The Content REST API

One of Corpora's affordances is a dynamically generated REST API for your corpus. At this time, the API is read-only.

Once content types have been created within a corpus' "Content Type Manager," and once instances of content exist for a given content type, that content type has its own API allowing third-party apps to query for content hosted within Corpora. There are two endpoints for any given content type--the "List" and "Detail" endpoints.
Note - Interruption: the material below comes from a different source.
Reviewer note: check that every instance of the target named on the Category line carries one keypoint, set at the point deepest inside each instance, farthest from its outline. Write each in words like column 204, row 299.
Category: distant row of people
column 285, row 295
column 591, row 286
If upon creating your corpus you chose the "Open Access" option, there is no authentication needed to access either of these endpoints. If you chose not to make your corpus open access, however, two things must be true before you can access these endpoints:

  1. You must provide the authentication token of a Corpora user within a header for each request. The header's name must be "Authentication" and the value for that header must be "Token [ the authentication token ]"
  2. You must be querying the endpoint from a valid IP address specified in the user profile associated with that authentication token. To add/manage valid IP addresses, simply login to Corpora and click the "My Account" button on the upper-right.

The List Endpoint

Content can be listed or queried for en-masse via the List endpoint, which can be accessed at the following URL:

https://[ your.corpora.domain ]/api/corpus/[ corpus ID ]/[ content type name ]/

Your corpus ID can be determined by visiting your corpus' main page. For instance, if you created a corpus called "My Corpus," you would click on your corpus' name ("My Corpus") on the main landing page at https://[ your.corpora.domain ]. Once you're on your corpus' main page, you'll note that the URL looks something like this:

https://[ your.corpora.domain ]/corpus/5f60bf2cc879ea00329af449/

Your corpus' ID is located between the last two slashes of the URL (in the above example, the ID for the corpus is 5f60bf2cc879ea00329af449).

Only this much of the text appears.